Yeast requires high levels of oxygen in order to do their wonderful job of taking sugar in the must (grape juice and concentrate) and making alcohol. To do this breeding yeast devours dissolved oxygen in your fermenting wine. This is especially important during the early hours and days of fermentation. Alcohol conversion doesn’t start to occur until the yeast reaches a certain population. By providing adequate oxygen this critical population is achieved earlier. For that matter warmer temperatures also encourage the yeast to breed.

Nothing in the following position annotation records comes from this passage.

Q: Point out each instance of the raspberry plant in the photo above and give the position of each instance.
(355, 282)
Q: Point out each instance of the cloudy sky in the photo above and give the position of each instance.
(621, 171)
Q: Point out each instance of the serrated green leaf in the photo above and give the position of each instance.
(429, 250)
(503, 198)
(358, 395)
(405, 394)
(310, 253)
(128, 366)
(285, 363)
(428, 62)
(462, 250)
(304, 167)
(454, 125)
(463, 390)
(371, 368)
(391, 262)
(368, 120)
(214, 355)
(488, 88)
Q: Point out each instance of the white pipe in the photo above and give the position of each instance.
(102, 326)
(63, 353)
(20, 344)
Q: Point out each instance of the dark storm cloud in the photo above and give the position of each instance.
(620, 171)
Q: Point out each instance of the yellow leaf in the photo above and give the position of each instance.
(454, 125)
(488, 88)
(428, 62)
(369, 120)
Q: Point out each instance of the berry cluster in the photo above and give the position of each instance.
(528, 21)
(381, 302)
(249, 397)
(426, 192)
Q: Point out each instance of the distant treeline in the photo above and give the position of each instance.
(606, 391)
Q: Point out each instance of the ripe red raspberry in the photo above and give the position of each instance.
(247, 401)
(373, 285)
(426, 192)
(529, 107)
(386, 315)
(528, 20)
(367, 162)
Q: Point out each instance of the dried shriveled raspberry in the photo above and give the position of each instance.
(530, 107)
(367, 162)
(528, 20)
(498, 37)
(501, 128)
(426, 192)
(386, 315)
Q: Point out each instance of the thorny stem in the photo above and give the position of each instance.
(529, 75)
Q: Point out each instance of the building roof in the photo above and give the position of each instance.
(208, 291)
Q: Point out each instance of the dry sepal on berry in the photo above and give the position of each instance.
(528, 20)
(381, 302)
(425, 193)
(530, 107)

Excluding the oxygen from the primary pail through the use of an airlock can slow down fermentation. You should choose a primary pail that allows air, but not fruit flies into the fermenting wine. The kit instructions also tell you to whip your wine or stir it very well before pitching the yeast. This is partially due to mixing the added water but more importantly it is to introduce oxygen into the must.
By racking (transferring) your wine to the carboy, you are also introducing oxygen to your wine. The oxygen “kick” we help aerate your wine and provide the yeast with a hit of oxygen to properly finish fermentation. After your wine has finished active fermentation oxygen is not required, and can actually be detrimental. That’s why we place the water-filled airlock on the carboy.